All of a sudden we have a bunny that hangs out in our yard all the time. I have no idea where Bunny came from, or where Bunny sleeps at night. She or he appeared suddenly: one day, James texted me a picture while I was at work of a rabbit in our yard, something that we’ve never noticed before (and gosh, we’ve lived here 15 years I think!).

Since that day, Bunny has been a pretty consistent resident.


(This is Bunny’s favorite nap spot under my mock orange. Bunny is surprisingly unfazed by people and even dogs walking by on the sidewalk right behind.)


I have mixed feelings about this. On the one hand, it is sweet to work on my porch and have Bunny snoozing out here with me. There’s something very peaceful about a snoozing rabbit 10 feet away from me, just existing. Sometimes Bunny gets up and stretches and nibbles on the small amount of grass we still have in the yard, and it’s pretty darn cute.

On the other hand, I have also watched Bunny nibble branches off my blueberry bushes, and I despair for the tender spring leafy greens that come up on the plants I have tried so hard to curate in our yard. I despair in advance for the sweet crops we plant this year that I’m sure Bunny will munch. I also wonder if Bunny has been here longer than we’ve known, and if I’ve been blaming the squirrels for digging up and eating things that Bunny was also munching on.

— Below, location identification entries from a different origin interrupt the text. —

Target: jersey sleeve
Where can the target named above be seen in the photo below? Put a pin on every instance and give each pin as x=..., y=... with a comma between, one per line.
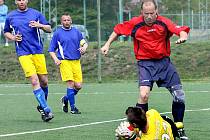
x=7, y=27
x=175, y=29
x=53, y=43
x=43, y=20
x=4, y=11
x=125, y=28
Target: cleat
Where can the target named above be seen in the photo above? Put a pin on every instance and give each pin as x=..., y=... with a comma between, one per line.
x=45, y=116
x=182, y=135
x=41, y=111
x=180, y=131
x=64, y=104
x=75, y=111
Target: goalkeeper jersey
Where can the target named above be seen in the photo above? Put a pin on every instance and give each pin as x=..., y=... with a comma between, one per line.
x=17, y=22
x=159, y=129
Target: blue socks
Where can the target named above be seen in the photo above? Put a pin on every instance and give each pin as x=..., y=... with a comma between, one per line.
x=75, y=91
x=45, y=89
x=178, y=109
x=71, y=98
x=143, y=106
x=40, y=96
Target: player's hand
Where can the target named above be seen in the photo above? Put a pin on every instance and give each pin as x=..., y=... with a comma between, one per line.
x=124, y=131
x=57, y=62
x=181, y=40
x=18, y=37
x=35, y=24
x=82, y=49
x=105, y=49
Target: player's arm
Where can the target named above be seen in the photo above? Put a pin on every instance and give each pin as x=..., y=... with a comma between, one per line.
x=55, y=58
x=83, y=46
x=105, y=48
x=12, y=37
x=182, y=37
x=46, y=28
x=181, y=31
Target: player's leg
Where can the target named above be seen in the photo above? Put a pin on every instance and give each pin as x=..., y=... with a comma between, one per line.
x=2, y=29
x=178, y=108
x=44, y=84
x=145, y=84
x=178, y=104
x=30, y=72
x=41, y=69
x=144, y=92
x=77, y=74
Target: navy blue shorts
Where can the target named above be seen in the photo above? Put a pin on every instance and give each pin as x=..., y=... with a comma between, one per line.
x=161, y=71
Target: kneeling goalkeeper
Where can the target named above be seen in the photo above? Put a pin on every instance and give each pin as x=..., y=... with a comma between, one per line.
x=146, y=126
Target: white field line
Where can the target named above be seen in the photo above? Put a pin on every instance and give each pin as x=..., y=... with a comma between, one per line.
x=82, y=125
x=98, y=93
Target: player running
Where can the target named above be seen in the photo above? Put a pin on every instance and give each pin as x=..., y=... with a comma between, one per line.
x=69, y=44
x=151, y=36
x=23, y=26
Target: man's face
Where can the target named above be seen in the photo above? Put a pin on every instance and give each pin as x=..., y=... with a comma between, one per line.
x=1, y=2
x=149, y=13
x=21, y=4
x=66, y=21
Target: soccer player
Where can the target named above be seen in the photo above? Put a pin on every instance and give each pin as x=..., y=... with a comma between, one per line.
x=151, y=36
x=146, y=126
x=3, y=14
x=69, y=44
x=23, y=26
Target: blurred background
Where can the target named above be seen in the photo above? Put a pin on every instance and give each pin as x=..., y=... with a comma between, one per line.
x=96, y=19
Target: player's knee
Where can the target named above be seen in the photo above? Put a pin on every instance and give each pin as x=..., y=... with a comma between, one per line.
x=35, y=82
x=77, y=86
x=43, y=80
x=177, y=93
x=44, y=83
x=144, y=97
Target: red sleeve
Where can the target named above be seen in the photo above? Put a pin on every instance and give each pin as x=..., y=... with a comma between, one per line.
x=126, y=27
x=175, y=29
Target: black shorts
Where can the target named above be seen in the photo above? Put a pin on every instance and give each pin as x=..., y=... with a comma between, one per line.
x=161, y=71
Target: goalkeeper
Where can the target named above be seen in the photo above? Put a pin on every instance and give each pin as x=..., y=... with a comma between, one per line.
x=146, y=126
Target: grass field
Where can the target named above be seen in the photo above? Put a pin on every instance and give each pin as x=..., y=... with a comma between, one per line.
x=102, y=107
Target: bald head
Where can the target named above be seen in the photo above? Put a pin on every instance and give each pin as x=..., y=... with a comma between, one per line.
x=149, y=11
x=148, y=2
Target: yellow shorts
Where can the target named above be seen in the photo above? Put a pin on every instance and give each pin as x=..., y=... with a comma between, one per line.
x=33, y=64
x=71, y=70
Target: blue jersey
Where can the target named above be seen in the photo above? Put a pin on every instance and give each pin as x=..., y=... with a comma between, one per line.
x=66, y=42
x=17, y=22
x=3, y=13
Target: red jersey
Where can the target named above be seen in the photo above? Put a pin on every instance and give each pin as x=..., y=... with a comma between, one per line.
x=150, y=42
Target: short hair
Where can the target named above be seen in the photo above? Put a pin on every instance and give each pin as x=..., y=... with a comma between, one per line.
x=65, y=14
x=136, y=115
x=144, y=1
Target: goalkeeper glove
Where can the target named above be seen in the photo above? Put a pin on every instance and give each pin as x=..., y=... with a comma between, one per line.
x=125, y=132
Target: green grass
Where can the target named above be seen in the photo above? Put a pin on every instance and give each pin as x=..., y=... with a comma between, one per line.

I keep reminding myself that I have tried really hard to create good habitat for critters in the little 0.1-acre urban patch of earth we tend and live on, so in that sense it is a win that Bunny wants to hang out here. It’s also a sweet reminder that when I try to create habitat, I am not an autocrat. I don’t really get to (and nor do I really want to) decide who gets in and who stays out. Something that is good for the birds that I want to attract might also be delicious for the bunnies that are cute but eat my spinach. Our beautiful and huge backyard deodar cedar, so lovely for shade and one of my favorite things about our house, is sort of annoyingly attractive to raccoons, who are also cute when little but obnoxious in other ways, especially when they make the crows crazy in the early morning. All my sweet little native shrubs feed beneficial insects as well as the annoying insect pests who eat our kale and attack our apple tree; all of those attract many of the birds I love but then there are the starlings and feisty crows that are the bullies of our neighborhood. But it’s all part of the land we try to tend here and it’s all that crazy messy swirl of life that I love so much.

But I may need to figure out a crop protection mechanism! Unless Bunny gets eaten by an urban coyote first — which is not inconceivable given that we have those around too.


No, this has had nothing to do with bikes, but, sort of in the same way I conceive of riding a bike, it is about trying to be a good cohabitating citizen of this world with all our little urban creatures. Tread lightly, y’all.

One Comment:

  1. March/April update: bunny is no longer here. Urban coyote? Urban eagle? Owners have recovered their pet? Moved on to greener pastures and yards full of grass?